- Directed by: Norman Walker
- Screenplay by: Lawrence Barrett
- Produced by: Clifford Jeapes
- Starring: Leonard Sachs; Neil Heayes; Keith Pyott;
- Cinematography: Hone Glendinning
- Edited by: Duncan Spence; David Powell (as Dave Powell);
- Music by: Henry Reed
- Production companies: G.H.W. Productions Radio and Film Commission of the Methodist Church in co-operation with J.Arthur Rank
- Distributed by: General Film Distributors (UK)
- Release date: 20 April 1954 (US);
- Running time: 77 minutes
- Country: United Kingdom
- Language: English

= John Wesley (film) =

John Wesley (also known as The Life of John Wesley) is a 1954 British historical semi-documentary film directed by Norman Walker and starring Leonard Sachs, Neil Heayes and Keith Pyott. It was written by Lawrence Barrett and produced by G.H.W. Productions for the Radio and Film Commission of the Methodist Church in co-operation with J.Arthur Rank. The film depicts the life of the father of Methodism, John Wesley.
==Premise==
Rescued from a burning house as a child, John Wesley believes the experience marked him for a higher purpose, a "brand from the burning." The film follows Wesley's years at Oxford and as a clergyman, his disagreements with the church over the social position of the clergy, his mission to America, the founding of Methodism, and his bringing of the Gospel into the lives of ordinary people.

== Production ==
The film was financed by J. Arthur Rank, a prominent Methodist layman, and with contributions from the Methodist church. Nicolas Roeg was assistant cameraman.

== Critical reception ==
Variety wrote: "Birth of the Methodist movement in 18th century England is dramatically chronicled in this semi-documentary film that's based upon some of the high points in the long career of John Wesley – churchman, educator and evangelist. In many respects, the picture is similar to Martin Luther which the Louis de Rochemont Organization produced for the Lutheran Church. But where "Luther" is winning wide theatrical distribution and stout grosses under careful salesmanship of the de Rochemont outfit, "Wesley" won't tap such a market for some time.
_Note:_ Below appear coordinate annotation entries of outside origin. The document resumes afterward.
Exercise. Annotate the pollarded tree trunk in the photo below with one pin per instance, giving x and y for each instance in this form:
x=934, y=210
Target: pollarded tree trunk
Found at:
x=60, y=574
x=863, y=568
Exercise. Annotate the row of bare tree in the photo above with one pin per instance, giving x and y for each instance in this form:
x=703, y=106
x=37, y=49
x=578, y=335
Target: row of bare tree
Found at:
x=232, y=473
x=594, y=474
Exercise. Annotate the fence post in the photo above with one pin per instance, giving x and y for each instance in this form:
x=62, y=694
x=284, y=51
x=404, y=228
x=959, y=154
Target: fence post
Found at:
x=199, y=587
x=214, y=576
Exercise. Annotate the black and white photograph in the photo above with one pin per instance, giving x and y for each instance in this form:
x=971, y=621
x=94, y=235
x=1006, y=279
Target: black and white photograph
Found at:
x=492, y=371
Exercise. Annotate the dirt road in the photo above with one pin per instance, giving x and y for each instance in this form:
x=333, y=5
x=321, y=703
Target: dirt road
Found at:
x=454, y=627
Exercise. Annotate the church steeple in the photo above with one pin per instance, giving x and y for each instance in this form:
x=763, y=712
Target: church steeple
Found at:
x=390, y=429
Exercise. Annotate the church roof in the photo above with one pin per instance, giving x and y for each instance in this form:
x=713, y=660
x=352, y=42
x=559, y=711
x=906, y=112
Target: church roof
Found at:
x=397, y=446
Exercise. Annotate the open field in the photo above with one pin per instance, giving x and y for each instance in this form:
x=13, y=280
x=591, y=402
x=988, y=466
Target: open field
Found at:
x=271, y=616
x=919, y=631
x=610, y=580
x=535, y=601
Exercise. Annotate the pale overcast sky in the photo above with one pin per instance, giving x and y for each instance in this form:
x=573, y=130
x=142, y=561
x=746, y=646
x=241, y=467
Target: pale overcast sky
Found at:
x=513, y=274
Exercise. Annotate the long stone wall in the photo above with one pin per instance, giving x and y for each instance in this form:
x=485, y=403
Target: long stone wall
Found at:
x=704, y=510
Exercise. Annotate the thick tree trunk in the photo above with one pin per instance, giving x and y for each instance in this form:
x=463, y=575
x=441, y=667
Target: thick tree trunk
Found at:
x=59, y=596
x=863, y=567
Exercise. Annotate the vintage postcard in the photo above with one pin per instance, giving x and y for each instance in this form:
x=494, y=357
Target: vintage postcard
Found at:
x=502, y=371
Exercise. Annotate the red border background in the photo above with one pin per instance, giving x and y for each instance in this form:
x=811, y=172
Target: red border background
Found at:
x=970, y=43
For, it's understood, some 500 churches which contributed toward the $200,000 production cost received "first-run" privileges over a period of months. Until this situation is resolved, it's unknown whether theatrical release will be arranged if at all. ... Subject matter is often dry and wordy. There is no sex or comic relief, and wasn't any in Wesley's dedicated life. Accent is entirely Wesley and his untiring devotion to his principles. The serious-minded will find the theme a refreshing and enlightening one."

Allmovie wrote, "The budget didn't allow for a professional cast, thus many potentially worthwhile scenes are laid low by amateurish acting. On the other hand, the film is quite slick and accomplished on a technical level, thanks to the first-rate cinematography of Hone Glendenning and the assured direction of Norman Walker."

TV Guide gave the film three out of five stars, noting, "This handsomely mounted biography of the title Methodist leader was originally conceived as a short black-and-white film, but was expanded to include more of Wesley's life and work... The plot is minimal, focusing on the young Wesley's studies and the development of his principles, but the production values are excellent and Leonard Sachs' Wesley is superb. The initial release of the film went to some 500 churches that contributed to the $200,000 budget in return for first rights on viewing."